For all the success and mass-appeal that Monster Hunter has in Japan, the series never seems to catch on in the West — but it should. Capcom’s four-player cooperative action RPG series isn’t as brutal, opaque, or as dark as From Software’s Demon’s Souls, but it’s still equally as rewarding: demanding the same painstaking levels of observation and skill to topple massive monsters — only to later turn them into weapons or accessories that match your trendy hunter’s hat.
I’ve spent over 11 hours with an import copy of Monster Hunter 3G for the Nintendo 3DS and have only begun to scratch the surface; but I’m happy to report that the transition to 3DS looks admirable — with advanced lighting systems and better controls in place. The Japan-only title includes enough improvements and gameplay to tide over fans until Monster Hunter 4, the next true sequel of the popular action RPG series that’s bound for 3DS. The only downside of this portable installment is that you’ll have to play through a majority of Tri again — or at least you will in offline mode — and even if you’ve spent considerable hours with the Wii version, there’s no solution in place to help import your save file onto a 3DS.
Click the image above to check out all the Monster Hunter 3G screens.
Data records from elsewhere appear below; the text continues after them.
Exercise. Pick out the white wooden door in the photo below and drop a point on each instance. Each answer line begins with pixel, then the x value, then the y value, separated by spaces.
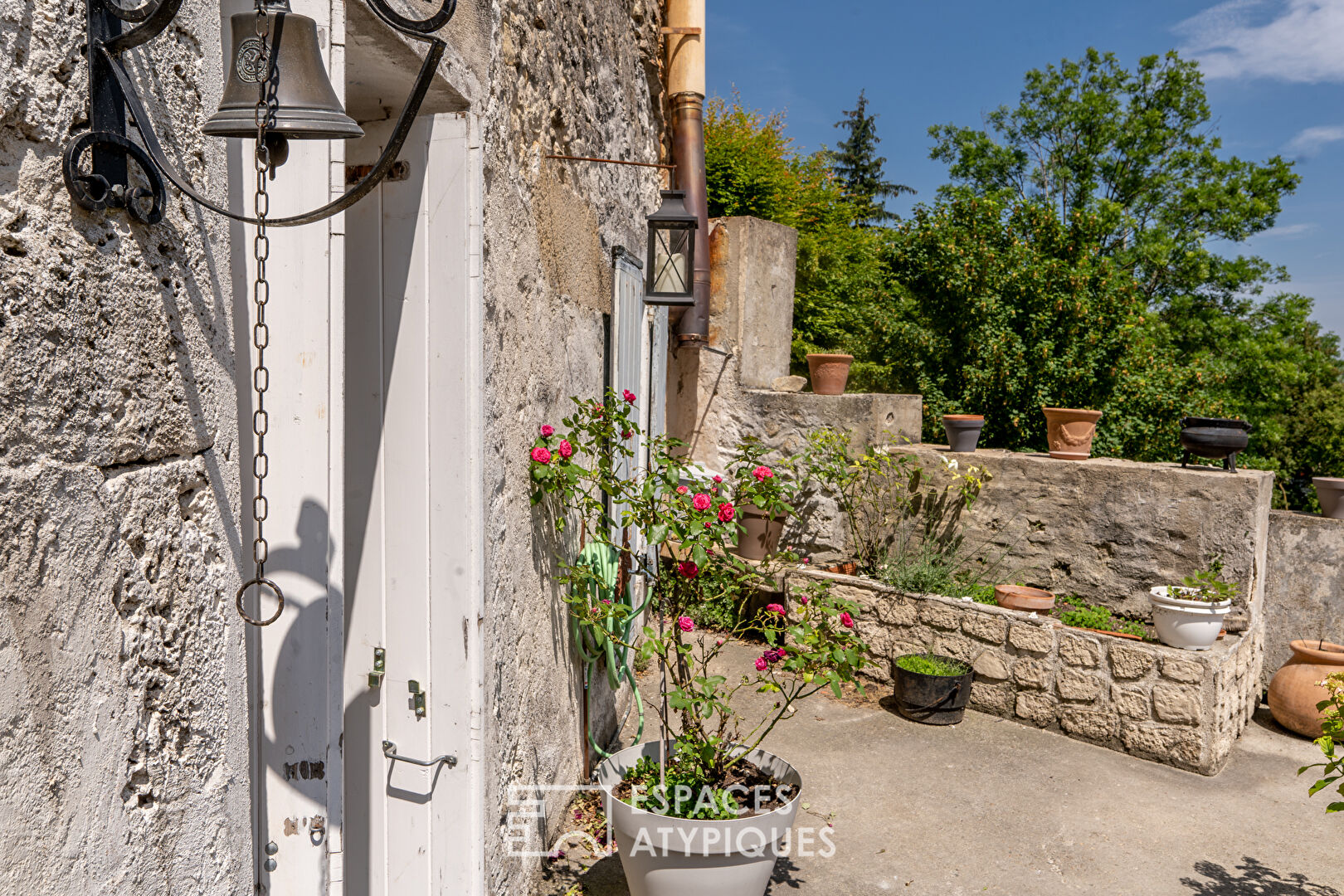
pixel 413 516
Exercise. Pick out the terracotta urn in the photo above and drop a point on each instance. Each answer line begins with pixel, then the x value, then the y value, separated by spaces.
pixel 1069 431
pixel 1294 692
pixel 830 373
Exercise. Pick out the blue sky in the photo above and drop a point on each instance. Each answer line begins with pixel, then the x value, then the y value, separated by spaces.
pixel 1274 73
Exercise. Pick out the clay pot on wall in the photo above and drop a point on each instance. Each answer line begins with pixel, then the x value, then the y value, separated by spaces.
pixel 962 430
pixel 830 373
pixel 1329 492
pixel 761 533
pixel 1015 597
pixel 1294 692
pixel 1069 431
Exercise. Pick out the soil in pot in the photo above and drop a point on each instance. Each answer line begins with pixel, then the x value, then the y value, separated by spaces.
pixel 761 533
pixel 1016 597
pixel 932 688
pixel 1294 692
pixel 1329 492
pixel 962 431
pixel 830 373
pixel 1069 431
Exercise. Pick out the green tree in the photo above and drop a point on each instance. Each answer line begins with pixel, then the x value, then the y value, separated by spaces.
pixel 860 168
pixel 1136 151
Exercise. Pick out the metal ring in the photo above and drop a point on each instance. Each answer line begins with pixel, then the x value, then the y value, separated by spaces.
pixel 260 582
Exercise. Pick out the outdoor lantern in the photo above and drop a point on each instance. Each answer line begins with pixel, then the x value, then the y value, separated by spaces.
pixel 671 264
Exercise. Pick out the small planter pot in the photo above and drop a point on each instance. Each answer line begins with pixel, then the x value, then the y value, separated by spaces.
pixel 962 430
pixel 1215 438
pixel 1329 492
pixel 761 533
pixel 830 373
pixel 1069 431
pixel 686 857
pixel 1293 691
pixel 934 700
pixel 1015 597
pixel 1190 625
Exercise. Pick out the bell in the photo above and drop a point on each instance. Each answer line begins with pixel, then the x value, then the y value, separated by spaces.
pixel 305 105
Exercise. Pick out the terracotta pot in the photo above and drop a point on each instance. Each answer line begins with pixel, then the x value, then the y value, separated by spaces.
pixel 1070 431
pixel 1015 597
pixel 1293 692
pixel 962 430
pixel 1329 492
pixel 761 533
pixel 830 373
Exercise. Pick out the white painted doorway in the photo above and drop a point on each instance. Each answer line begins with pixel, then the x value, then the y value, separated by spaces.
pixel 414 516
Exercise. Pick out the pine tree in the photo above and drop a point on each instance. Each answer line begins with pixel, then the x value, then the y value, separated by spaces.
pixel 859 167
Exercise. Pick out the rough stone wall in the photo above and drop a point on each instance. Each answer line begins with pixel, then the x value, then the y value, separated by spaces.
pixel 1109 529
pixel 1185 709
pixel 1304 594
pixel 123 720
pixel 570 77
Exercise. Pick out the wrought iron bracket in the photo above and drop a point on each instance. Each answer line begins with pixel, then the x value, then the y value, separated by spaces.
pixel 105 182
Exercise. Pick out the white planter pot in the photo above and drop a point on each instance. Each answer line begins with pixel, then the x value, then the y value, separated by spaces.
pixel 683 857
pixel 1190 625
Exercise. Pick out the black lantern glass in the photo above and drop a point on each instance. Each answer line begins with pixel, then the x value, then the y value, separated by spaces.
pixel 670 268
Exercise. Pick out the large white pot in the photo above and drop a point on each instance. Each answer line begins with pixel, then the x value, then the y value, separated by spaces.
pixel 1190 625
pixel 683 857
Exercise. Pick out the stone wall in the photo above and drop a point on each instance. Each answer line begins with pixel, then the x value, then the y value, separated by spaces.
pixel 580 78
pixel 1109 529
pixel 1185 709
pixel 124 742
pixel 1304 596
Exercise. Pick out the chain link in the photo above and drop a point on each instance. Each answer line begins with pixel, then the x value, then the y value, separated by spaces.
pixel 264 116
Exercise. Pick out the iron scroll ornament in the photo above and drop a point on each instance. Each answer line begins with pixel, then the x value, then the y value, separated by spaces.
pixel 91 191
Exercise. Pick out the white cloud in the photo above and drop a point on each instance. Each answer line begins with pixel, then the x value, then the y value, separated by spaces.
pixel 1312 140
pixel 1298 41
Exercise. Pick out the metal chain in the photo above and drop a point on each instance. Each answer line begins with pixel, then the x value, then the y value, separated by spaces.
pixel 264 114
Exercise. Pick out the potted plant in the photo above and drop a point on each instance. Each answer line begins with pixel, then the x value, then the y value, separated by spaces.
pixel 1069 431
pixel 1190 616
pixel 962 431
pixel 1296 689
pixel 704 811
pixel 762 494
pixel 830 373
pixel 1329 492
pixel 932 688
pixel 1215 438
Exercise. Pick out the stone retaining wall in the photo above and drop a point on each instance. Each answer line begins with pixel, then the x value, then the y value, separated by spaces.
pixel 1183 709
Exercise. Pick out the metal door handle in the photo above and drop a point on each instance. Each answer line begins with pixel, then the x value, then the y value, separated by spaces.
pixel 390 751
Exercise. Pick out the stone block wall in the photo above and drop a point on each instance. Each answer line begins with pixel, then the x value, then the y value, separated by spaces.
pixel 1109 529
pixel 1304 594
pixel 1183 709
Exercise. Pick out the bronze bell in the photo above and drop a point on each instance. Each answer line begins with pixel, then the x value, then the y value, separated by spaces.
pixel 305 105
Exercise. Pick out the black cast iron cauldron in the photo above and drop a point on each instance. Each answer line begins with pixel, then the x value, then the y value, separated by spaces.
pixel 1214 438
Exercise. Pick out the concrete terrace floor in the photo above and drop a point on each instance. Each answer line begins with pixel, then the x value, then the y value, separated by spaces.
pixel 992 806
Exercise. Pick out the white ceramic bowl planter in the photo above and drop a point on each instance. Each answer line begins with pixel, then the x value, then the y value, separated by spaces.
pixel 1190 625
pixel 687 857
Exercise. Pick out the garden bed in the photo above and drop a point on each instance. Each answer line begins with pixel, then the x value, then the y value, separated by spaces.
pixel 1177 707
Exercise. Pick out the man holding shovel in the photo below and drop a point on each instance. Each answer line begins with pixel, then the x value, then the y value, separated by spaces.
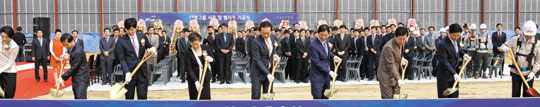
pixel 388 73
pixel 131 49
pixel 448 53
pixel 262 52
pixel 526 56
pixel 320 74
pixel 79 67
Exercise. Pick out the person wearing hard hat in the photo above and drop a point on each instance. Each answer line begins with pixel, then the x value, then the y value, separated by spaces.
pixel 469 45
pixel 526 56
pixel 484 42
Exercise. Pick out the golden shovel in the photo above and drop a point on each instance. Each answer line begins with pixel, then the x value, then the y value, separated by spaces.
pixel 330 92
pixel 454 89
pixel 206 64
pixel 268 95
pixel 56 92
pixel 117 90
pixel 401 95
Although 3G requires veteran hunters to start over, it goes through the motions at a much faster pace by immediately granting access to every weapon type. Previously in Tri, new weapons like the Switch Axe would unlock over time by completing village quests — inevitably leading players to circumvent the gate system entirely by playing online. Thankfully 3G eliminates any reasons to resort to loopholes, and also reintroduces classic weapons from previous Monster Hunter titles that include dual swords, a hunting horn, and a mighty bow.
While the series enjoys a successful reputation as a premier video game series in Japan, the awkward controls implemented for the PSP always took some sort of flak. Specifically, performing the “Monster Hunter Claw” — a unique placement of the player’s left hand on the PSP that puts a thumb on the analog nub and an index finger on the d-pad for camera control — became a mandatory skill required for high level play despite the painful finger positioning. Thankfully the 3DS port alleviates the issue of building undesireable finger musculature through two unique implementations: The first is the Circle Pad Pro — a large 3DS add-on made by Nintendo that puts a second analog stick on the system — and the second maps camera controls to the touch screen using an iOS style virtual d-pad.